Friday, 31 October 2014

A Festival of Nine Lessons and Carols

Perhaps the most famous carol service, is the Festival of Nine Lessons and Carols from King's College in Cambridge, UK. This service takes place at 3.00pm (UK Time) on Christmas Eve and is broadcast live on BBC Radio (and all over the world).
The service was created and performed in 1880 by Edward Benson, who was the then newly appointed Bishop of Truro (in Cornwall in the UK. Bishop Benson later became the Archbishop of Canterbury.). The Service took place at 10.00pm on Christmas Eve in a large wooden building that was being used as a temporary Cathedral as the main Truro Cathedral was being rebuilt.

King's College, Cambridge in the Winter
King's College, Cambridge Chapel by Flcherb (Own work) [CC-BY-SA-3.0], via Wikimedia Commons
The idea travelled around the UK and became quite a popular service to hold on Christmas Eve. However, it was made very famous by the choir from King's College, Cambridge, which was reckoned to be the best Church choir in the world at the time.
The Service was first performed at King's College in 1918 as a way of the college celebrating the end of the First World War. The new college Dean, Eric Milner-White, who had been an Army Chaplain in WWI, wanted a different and more positive way of celebrating Christmas for the choir and people in the college.
In 1919 he changed the opening hymn/carol to be ‘Once in Royal David’s City’ and set the main order and structure of the lessons/readings as it still is today.

The choir rehersing at King's College, Cambridge
Photo used with kind permission of the Provost and Fellows of King's College, Cambridge
A service of Nine Lessons and Carols has nine Bible readings (or lessons), that tell the Christmas story, with one or two carols between each lesson. Now, famously, the opening verse of ‘Once in Royal David’s City’ (Sing along to Once in Royal David's City!) is sung by a single boy chorister (or treble) but in the early years of the service at King's College it was sung by the whole choir. Several choristers train to perform the solo, but the boy who will sing it is only told a couple of minutes before the service starts, so he can’t get too nervous!

The BBC first broadcast the service, on the radio, in 1928 and apart from 1930 it’s been broadcast every year since - even during WWII. In the early 1930s, the BBC started broadcasting the service overseas.

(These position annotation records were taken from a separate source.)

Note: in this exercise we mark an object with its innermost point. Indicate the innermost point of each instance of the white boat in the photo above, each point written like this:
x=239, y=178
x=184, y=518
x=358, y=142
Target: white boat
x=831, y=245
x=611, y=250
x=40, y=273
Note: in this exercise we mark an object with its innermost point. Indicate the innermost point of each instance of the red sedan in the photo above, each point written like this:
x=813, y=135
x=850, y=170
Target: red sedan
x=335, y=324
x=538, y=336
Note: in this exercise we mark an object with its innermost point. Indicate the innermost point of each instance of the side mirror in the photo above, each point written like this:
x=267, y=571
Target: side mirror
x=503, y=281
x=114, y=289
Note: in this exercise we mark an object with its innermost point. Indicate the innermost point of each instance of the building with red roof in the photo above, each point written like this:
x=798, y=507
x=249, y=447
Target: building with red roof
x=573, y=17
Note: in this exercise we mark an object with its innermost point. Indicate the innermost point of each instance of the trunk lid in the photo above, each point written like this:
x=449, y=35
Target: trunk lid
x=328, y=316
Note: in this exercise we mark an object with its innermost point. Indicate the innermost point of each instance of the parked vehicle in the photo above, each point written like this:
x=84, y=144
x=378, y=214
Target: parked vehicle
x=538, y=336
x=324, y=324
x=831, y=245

It was first broadcasted live in the USA in 1979 where it’s presented by Michael Barone.

Choristers at King's College, Cambridge
Photo used with kind permission of the Provost and Fellows of King's College, Cambridge
On Christmas morning, some of the boy choristers wake up and have a pillow fight with their school friends! The boy choristers leave the choir at 13 to move on to senior school, so the choir always needs new boys to sing in it. You can find out more about what life is like for choristers at King's on their Become a Chorister website.

You can find out more about the Service of Nine Lessons and Carols at King's College, Cambridge and download previous service sheets from their website.

Many churches hold their own services which follow the patten of A Festival of Nine Lessons and Carols. Sometimes you also get carol services which are a combination of Nine Lessons and Carols and Carols by Candlelight! So you have Nine Lessons and Carols by Candlelight!